North Korea’s Kim Jong-un calls US ‘our biggest enemy’, calls for expanded nuclear capabilities
North Korean leader Kim Jong-un has threatened to expand his nuclear arsenal and develop more sophisticated atomic weapons systems, saying the fate of relations with the United States, “our biggest enemy”, depends on whether it abandons its hostile policy, state media reported.
- Mr Kim vowed to expand ties with “anti-imperialist, independent forces”
- Mr Biden called Mr Kim a “thug” during the election campaign
- Mr Kim said research had nearly been completed on a nuclear submarine
Speaking at a rare party congress in Pyongyang just days before US president-elect Joe Biden is due to take office, Mr Kim said Washington’s hostile policy toward North Korea would not change regardless of who occupies the White House.

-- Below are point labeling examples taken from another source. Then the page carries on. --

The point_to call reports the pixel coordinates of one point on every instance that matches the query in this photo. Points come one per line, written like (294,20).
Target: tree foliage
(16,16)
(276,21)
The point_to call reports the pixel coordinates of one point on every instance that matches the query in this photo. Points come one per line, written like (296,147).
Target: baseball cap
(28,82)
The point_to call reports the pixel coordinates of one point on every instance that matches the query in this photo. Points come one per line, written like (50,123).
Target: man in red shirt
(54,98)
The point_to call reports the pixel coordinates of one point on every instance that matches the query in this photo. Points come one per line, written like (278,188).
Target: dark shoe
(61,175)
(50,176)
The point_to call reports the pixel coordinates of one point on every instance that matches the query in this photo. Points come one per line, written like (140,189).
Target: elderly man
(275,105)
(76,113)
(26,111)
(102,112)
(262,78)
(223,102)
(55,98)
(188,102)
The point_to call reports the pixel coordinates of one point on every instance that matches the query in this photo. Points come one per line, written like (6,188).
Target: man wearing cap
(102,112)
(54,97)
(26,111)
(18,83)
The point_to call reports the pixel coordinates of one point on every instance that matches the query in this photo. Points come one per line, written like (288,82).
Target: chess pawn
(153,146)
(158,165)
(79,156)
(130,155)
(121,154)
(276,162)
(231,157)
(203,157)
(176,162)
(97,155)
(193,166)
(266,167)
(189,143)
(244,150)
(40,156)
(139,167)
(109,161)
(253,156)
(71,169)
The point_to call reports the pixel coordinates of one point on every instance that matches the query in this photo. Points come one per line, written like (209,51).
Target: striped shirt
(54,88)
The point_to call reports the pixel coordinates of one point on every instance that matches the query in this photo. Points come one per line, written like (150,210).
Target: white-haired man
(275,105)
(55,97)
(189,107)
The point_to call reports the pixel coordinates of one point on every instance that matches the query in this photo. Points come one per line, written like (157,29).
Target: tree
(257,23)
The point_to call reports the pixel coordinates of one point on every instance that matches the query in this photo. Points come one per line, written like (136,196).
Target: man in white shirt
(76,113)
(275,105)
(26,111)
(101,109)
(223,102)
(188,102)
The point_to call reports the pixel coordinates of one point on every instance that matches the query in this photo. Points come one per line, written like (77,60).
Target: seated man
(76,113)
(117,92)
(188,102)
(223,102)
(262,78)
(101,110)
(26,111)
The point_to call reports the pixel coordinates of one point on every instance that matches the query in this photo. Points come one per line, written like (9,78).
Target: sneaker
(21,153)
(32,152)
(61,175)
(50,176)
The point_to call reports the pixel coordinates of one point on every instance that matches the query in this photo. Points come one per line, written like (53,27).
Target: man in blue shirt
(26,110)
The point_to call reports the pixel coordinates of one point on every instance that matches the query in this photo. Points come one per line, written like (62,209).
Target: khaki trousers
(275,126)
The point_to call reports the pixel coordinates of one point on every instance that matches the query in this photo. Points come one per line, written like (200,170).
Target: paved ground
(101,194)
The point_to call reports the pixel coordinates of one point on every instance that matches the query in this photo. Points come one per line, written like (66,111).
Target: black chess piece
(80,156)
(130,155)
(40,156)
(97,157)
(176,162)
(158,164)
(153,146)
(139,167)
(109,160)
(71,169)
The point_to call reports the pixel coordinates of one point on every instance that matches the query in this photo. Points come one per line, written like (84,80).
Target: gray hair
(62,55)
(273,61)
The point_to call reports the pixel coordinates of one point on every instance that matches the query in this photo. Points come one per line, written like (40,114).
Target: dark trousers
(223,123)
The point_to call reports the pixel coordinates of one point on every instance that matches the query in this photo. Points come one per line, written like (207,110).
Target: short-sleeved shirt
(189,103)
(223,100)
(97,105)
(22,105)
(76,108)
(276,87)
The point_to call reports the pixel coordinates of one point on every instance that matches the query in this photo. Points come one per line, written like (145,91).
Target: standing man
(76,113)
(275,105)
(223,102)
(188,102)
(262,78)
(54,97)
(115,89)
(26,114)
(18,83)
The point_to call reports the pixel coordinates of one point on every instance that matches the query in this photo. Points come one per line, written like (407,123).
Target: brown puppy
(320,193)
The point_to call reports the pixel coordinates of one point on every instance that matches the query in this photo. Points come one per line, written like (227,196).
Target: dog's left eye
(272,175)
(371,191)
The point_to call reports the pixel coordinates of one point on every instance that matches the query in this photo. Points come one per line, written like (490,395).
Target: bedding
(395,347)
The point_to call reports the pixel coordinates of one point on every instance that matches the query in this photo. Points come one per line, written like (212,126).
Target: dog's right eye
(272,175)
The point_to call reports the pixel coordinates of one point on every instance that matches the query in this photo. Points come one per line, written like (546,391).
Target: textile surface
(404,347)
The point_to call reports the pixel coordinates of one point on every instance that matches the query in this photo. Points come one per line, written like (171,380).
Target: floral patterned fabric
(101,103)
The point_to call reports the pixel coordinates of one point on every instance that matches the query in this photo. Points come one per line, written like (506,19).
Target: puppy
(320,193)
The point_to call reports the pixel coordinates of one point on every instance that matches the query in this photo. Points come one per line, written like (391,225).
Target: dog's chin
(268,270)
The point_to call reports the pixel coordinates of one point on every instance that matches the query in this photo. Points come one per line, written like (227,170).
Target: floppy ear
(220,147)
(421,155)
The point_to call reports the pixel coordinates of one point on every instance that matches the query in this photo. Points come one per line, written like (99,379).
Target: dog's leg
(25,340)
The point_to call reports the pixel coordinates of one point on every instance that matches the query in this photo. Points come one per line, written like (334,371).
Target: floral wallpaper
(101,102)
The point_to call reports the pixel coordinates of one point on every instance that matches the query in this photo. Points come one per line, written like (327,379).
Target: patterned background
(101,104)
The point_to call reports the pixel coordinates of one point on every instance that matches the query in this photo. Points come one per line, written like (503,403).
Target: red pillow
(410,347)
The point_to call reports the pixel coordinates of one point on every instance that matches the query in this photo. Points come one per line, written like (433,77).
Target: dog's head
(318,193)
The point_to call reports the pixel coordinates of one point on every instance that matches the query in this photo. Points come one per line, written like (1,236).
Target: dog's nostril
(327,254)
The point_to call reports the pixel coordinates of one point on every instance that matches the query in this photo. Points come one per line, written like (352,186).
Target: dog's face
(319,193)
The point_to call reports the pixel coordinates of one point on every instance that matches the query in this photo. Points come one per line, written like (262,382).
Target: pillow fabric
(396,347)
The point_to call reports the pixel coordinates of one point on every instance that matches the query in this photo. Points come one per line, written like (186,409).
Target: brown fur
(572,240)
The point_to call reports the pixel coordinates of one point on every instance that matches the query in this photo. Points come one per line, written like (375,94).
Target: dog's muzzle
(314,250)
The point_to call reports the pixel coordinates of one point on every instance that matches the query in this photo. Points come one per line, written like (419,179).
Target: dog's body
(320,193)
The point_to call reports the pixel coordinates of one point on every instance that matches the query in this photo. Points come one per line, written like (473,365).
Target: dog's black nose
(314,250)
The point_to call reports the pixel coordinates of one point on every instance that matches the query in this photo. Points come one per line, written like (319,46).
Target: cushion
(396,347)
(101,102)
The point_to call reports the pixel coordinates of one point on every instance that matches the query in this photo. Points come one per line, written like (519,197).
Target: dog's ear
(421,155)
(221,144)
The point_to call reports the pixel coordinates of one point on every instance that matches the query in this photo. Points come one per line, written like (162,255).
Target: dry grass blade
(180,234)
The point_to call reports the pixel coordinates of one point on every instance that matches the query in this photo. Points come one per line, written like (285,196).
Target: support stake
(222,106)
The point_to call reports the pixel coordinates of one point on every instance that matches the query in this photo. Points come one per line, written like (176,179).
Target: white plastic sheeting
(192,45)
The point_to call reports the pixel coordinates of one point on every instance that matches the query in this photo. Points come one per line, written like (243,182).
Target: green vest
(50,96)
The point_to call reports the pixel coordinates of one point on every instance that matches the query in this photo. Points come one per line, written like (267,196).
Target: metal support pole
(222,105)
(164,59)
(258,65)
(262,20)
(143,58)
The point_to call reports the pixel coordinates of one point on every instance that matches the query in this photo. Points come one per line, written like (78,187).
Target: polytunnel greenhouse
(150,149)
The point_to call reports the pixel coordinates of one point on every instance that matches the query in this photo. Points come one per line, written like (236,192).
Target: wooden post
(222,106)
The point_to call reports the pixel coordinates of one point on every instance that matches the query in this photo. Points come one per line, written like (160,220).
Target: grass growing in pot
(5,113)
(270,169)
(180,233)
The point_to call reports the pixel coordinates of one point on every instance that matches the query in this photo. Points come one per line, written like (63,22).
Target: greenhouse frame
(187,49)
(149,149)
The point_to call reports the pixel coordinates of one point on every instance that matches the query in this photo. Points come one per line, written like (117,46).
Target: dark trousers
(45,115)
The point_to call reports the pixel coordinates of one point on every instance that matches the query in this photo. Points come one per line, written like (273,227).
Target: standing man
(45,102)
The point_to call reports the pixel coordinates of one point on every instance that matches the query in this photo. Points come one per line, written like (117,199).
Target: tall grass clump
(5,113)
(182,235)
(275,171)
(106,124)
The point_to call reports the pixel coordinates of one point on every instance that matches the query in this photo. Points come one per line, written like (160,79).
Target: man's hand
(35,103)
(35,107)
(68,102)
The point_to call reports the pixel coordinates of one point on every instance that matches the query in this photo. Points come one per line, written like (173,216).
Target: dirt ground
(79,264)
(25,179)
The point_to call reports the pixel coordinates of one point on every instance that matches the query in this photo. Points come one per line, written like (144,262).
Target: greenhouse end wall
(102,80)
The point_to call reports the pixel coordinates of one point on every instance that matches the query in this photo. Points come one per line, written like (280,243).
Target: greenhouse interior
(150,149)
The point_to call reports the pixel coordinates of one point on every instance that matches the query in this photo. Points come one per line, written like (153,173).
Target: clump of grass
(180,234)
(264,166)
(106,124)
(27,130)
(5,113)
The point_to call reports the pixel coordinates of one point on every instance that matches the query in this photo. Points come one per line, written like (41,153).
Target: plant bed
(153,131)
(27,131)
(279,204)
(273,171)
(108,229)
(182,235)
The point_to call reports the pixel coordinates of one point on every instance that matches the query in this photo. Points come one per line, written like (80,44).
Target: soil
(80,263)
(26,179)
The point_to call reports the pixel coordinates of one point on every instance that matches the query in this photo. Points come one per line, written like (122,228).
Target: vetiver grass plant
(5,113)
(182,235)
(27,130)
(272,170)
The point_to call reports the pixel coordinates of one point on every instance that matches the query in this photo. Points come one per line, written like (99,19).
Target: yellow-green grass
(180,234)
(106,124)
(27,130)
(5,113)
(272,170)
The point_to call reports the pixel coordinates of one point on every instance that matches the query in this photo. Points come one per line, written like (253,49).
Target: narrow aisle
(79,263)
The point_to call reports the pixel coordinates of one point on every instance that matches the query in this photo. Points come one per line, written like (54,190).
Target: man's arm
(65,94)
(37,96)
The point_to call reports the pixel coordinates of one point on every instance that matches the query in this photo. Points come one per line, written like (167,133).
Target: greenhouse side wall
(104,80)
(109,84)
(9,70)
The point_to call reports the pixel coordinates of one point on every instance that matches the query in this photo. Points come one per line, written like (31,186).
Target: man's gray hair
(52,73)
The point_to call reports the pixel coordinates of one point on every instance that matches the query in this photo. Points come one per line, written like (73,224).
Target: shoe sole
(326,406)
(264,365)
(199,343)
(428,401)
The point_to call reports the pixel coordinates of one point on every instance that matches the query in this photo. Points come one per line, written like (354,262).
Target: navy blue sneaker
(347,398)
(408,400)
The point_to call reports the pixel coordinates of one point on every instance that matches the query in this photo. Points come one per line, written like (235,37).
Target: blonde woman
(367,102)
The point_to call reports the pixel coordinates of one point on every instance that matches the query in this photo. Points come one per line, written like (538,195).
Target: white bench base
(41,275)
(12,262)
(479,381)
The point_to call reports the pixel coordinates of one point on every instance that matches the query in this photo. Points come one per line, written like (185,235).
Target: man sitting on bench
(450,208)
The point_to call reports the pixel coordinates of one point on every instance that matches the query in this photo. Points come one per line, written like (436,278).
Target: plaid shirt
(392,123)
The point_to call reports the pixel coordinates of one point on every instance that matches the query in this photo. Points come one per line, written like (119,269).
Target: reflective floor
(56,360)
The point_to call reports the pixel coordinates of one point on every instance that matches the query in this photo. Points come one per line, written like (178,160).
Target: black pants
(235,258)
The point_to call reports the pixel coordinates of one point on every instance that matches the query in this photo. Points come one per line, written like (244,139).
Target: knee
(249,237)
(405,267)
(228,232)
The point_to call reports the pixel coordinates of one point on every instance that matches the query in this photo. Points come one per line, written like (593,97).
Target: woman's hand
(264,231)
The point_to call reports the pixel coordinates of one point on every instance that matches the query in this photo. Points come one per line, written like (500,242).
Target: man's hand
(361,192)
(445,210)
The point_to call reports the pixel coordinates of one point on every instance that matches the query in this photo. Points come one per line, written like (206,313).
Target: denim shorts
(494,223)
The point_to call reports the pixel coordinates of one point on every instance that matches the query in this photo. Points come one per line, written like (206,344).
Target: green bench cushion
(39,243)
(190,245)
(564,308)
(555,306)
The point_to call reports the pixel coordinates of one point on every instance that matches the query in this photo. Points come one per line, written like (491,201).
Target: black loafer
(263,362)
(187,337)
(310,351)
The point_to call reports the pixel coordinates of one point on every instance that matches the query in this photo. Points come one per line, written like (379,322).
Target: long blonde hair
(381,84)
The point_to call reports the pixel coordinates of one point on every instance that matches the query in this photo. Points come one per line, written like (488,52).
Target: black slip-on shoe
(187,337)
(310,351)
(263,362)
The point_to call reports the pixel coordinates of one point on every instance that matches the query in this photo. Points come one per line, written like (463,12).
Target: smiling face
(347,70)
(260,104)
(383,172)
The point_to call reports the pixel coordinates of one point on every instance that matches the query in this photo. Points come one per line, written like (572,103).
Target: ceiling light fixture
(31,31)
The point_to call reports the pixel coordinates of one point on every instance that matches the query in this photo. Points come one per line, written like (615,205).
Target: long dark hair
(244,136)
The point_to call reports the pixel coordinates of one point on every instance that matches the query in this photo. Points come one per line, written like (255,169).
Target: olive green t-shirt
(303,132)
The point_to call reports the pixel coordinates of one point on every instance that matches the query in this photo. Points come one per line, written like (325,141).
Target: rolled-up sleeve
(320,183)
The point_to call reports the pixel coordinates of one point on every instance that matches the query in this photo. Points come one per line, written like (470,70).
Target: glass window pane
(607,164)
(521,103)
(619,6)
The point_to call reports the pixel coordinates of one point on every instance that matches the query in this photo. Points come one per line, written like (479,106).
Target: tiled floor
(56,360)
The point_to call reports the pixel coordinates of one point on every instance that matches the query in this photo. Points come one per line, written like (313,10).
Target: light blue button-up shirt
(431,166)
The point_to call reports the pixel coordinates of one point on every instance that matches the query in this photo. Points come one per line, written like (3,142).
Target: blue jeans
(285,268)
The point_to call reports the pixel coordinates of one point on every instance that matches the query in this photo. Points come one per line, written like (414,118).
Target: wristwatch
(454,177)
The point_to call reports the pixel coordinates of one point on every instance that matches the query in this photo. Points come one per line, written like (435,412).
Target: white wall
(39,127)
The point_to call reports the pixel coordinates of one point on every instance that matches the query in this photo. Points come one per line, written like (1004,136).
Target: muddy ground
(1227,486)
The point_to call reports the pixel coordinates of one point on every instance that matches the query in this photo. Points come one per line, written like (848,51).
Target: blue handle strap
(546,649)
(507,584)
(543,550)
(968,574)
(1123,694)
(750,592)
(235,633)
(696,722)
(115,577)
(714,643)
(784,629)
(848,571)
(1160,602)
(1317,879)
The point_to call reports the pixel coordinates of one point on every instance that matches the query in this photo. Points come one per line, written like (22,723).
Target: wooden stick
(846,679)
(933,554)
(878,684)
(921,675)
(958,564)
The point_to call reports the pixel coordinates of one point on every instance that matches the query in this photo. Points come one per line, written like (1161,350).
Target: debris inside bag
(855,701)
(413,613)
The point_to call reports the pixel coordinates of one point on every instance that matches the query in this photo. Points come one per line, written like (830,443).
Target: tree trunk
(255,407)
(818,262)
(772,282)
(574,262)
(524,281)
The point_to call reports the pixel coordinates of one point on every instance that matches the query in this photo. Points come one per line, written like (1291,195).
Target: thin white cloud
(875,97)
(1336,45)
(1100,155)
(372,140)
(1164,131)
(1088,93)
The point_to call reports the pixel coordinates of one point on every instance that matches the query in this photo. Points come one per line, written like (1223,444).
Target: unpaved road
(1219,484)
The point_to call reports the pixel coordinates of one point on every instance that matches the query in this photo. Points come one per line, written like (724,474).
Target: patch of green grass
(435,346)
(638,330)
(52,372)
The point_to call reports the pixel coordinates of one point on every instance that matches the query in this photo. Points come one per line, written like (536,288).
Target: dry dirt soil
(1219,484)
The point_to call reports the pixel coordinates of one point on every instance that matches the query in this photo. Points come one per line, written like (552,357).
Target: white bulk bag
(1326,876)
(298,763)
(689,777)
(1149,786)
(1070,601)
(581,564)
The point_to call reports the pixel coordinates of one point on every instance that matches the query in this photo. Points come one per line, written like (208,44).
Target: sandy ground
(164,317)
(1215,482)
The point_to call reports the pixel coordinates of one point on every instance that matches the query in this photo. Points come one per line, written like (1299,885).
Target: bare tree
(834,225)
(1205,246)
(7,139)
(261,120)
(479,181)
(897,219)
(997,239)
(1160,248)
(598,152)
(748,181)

“Our foreign political activities should be focused and redirected on subduing the US, our biggest enemy and main obstacle to our innovated development,” Mr Kim said on Friday, according to a KCNA report of his remarks.
“No matter who is in power in the US, the true nature of the US and its fundamental policies towards North Korea never change.”
Mr Kim also vowed to expand ties with “anti-imperialist, independent forces”.
There was no immediate comment from the US State Department. A spokesman for the Biden campaign declined to comment.
Mr Biden, who was vice-president under president Barack Obama, called Mr Kim a “thug” during the election campaign and in 2019, North Korea called Mr Biden a “rabid dog” that needed to be “beaten to death with a stick”.
Mr Kim had three unprecedented meetings with outgoing US President Donald Trump and the two corresponded in a series of letters, but those efforts failed to lead to a denuclearisation deal or official change in the countries’ relations.
Mr Biden said in October that he would only meet Mr Kim on the condition North Korea would agree to draw down its nuclear capacity.
Last month, Kurt Campbell, the top US diplomat for East Asia under Mr Obama and seen as a contender for a top Asia policy position under Mr Biden, said the incoming US administration would have to make an early decision on what approach it will take with North Korea and not repeat the delay of the Obama era.
Spy satellites, missiles, drones and nuclear submarine
Mr Kim called for more research and development of advanced military equipment, including spy satellites, hypersonic weapons, solid-fuel intercontinental ballistic missiles and reconnaissance drones.
He also said research had nearly been completed on a nuclear submarine.
North Korea would not “misuse” its nuclear weapons, Mr Kim said, but called for expanding the country’s nuclear arsenal, including “pre-emptive” and “retaliatory” strike capabilities and warheads of varying sizes.
“Nothing would be more foolish and dangerous than not strengthening our might tirelessly and having an easy-going attitude at a time when we clearly see the enemy’s state-of-the-art weapons are being increased more than ever,” Mr Kim said.
“The reality is that we can achieve peace and prosperity on the Korean Peninsula when we constantly build up our national defence and suppress US military threats.”
Besides US and defence policy, Mr Kim also spoke at length on proposals for a new five-year economic plan due to be announced at the congress, which he said would continue a focus on building an independent economy.
Among the plans are building energy-saving steel plants, significantly increasing production of chemical goods to make the industry self-sufficient, producing electricity and securing more coal mines, Mr Kim said.
North Korea faces growing crises caused by international sanctions over its nuclear programme, as well as self-imposed lockdowns to prevent a coronavirus outbreak.
Addressing South Korea, Mr Kim criticised the administration in Seoul for offering cooperation in “non-fundamental” areas such as coronavirus aid and tourism and said the South should stop purchasing arms from and conducting military drills with the United States.
The remarks came a day after Mr Kim explored ways to renew inter-Korean ties and vowed to expand diplomatic relations in remarks to the congress.